以下の3つの要件を満たす場合は、障害者特例を請求することが出来ます。(日本年金機構のホームページより)
① 特別支給の老齢年金の受給権を有していること
② 厚生年金保険法に定める3級以上の障害状態にあること
③ 厚生年金保険被保険者資格を喪失していること
となっております。現在は「厚生年金の被保険者でない」ということが要件になっています。(会社を退職しているか、短時間勤務されている方のみOKということ。

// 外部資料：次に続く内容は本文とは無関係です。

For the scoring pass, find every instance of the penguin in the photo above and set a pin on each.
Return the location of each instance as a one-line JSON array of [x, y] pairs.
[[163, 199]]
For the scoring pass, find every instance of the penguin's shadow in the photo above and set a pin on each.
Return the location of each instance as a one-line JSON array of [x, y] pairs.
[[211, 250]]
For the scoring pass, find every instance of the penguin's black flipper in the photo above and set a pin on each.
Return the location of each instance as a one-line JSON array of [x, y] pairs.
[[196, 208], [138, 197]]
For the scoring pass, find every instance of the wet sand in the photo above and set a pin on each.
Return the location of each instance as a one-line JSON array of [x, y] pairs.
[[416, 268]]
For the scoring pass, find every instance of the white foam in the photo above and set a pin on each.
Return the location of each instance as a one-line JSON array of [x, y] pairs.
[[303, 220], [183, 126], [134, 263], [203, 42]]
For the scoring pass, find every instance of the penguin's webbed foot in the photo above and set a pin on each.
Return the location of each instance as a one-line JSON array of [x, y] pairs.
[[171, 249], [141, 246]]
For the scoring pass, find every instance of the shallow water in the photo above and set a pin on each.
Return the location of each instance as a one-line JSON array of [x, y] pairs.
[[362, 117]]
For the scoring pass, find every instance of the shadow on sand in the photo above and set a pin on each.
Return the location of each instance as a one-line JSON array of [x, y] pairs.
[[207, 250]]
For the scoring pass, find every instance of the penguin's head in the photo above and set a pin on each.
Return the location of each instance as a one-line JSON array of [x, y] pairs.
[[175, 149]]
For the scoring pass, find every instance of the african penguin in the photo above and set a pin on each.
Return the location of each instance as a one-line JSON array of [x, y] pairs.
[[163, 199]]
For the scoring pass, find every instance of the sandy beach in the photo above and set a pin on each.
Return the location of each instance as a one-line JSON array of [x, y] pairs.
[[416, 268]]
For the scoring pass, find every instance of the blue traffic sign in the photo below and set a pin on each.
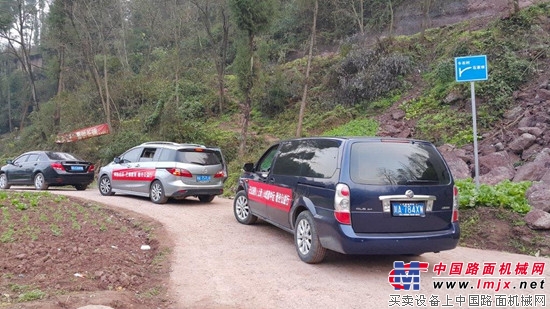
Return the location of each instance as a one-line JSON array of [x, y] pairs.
[[471, 68]]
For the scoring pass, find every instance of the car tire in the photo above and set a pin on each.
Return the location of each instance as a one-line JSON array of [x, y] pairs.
[[40, 182], [242, 210], [4, 182], [105, 187], [80, 187], [306, 239], [206, 198], [156, 193]]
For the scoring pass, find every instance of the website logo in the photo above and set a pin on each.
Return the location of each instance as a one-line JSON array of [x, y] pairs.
[[406, 276]]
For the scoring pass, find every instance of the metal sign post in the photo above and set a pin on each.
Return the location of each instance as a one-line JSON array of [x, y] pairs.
[[470, 69]]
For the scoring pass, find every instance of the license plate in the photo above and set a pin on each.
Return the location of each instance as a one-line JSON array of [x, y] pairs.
[[203, 178], [408, 209]]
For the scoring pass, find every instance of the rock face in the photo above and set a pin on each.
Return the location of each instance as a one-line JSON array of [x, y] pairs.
[[518, 149]]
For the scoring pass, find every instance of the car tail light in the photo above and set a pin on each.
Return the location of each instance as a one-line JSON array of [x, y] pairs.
[[342, 204], [179, 172], [455, 204], [57, 166]]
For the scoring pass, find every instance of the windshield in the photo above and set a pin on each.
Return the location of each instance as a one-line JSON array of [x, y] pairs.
[[389, 163]]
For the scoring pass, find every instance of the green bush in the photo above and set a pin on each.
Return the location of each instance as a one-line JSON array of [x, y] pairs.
[[357, 127], [506, 194]]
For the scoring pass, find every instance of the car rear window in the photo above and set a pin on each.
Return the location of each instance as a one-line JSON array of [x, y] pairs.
[[390, 163], [197, 156], [63, 156]]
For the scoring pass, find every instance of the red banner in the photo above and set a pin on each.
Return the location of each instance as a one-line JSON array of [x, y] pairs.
[[134, 174], [273, 196], [85, 133]]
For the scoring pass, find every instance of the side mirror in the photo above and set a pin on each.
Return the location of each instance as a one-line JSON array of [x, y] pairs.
[[248, 167]]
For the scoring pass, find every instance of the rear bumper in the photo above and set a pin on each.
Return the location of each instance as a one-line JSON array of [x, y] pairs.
[[342, 238], [69, 179], [195, 192]]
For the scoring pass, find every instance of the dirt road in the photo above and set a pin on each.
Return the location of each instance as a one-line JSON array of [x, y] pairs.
[[219, 263]]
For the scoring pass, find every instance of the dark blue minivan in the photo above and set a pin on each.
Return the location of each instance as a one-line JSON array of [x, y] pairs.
[[353, 195]]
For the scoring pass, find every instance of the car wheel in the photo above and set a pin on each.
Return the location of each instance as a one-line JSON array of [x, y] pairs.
[[4, 181], [80, 187], [40, 182], [104, 186], [157, 193], [306, 239], [206, 198], [242, 210]]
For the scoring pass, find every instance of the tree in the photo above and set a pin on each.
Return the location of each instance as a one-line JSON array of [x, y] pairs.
[[308, 67], [17, 27], [251, 17], [220, 42]]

)
その他、特別支給の老齢年金を受給できる方は「生年月日の制限」があります。
下記に表で示します。
生年月日と特別支給の老齢厚生年金の支給開始年齢の関係
男性 | 女性 | 支給開始年齢 |
~昭和28年4月1日 | ~昭和33年4月1日 | 60歳 |
昭和28年4月2日~30年4月1日 | 昭和33年4月2日~35年4月1日 | 61歳 |
昭和30年4月2日~32年4月1日 | 昭和35年4月2日~37年4月1日 | 62歳 |
昭和32年4月2日~34年4月1日 | 昭和37年4月2日~39年4月1日 | 63歳 |
昭和34年4月2日~36年4月1日 | 昭和39年4月2日~41年4月1日 | 64歳 |
昭和36年4月2日~ | 昭和41年4月2日~ | 支給なし |
そのため、男性は昭和36年4月2日以降生まれ、女性は41年4月2日以降生まれの場合は、障害者特例は受給できません。
障害者特例の診断書は、障害年金と共通
障害者特例を申請する場合、使用する診断書は障害年金申請用のものになります。診断書には「現在の状態」を医師にご記入いただく訳ですが、注意点があります。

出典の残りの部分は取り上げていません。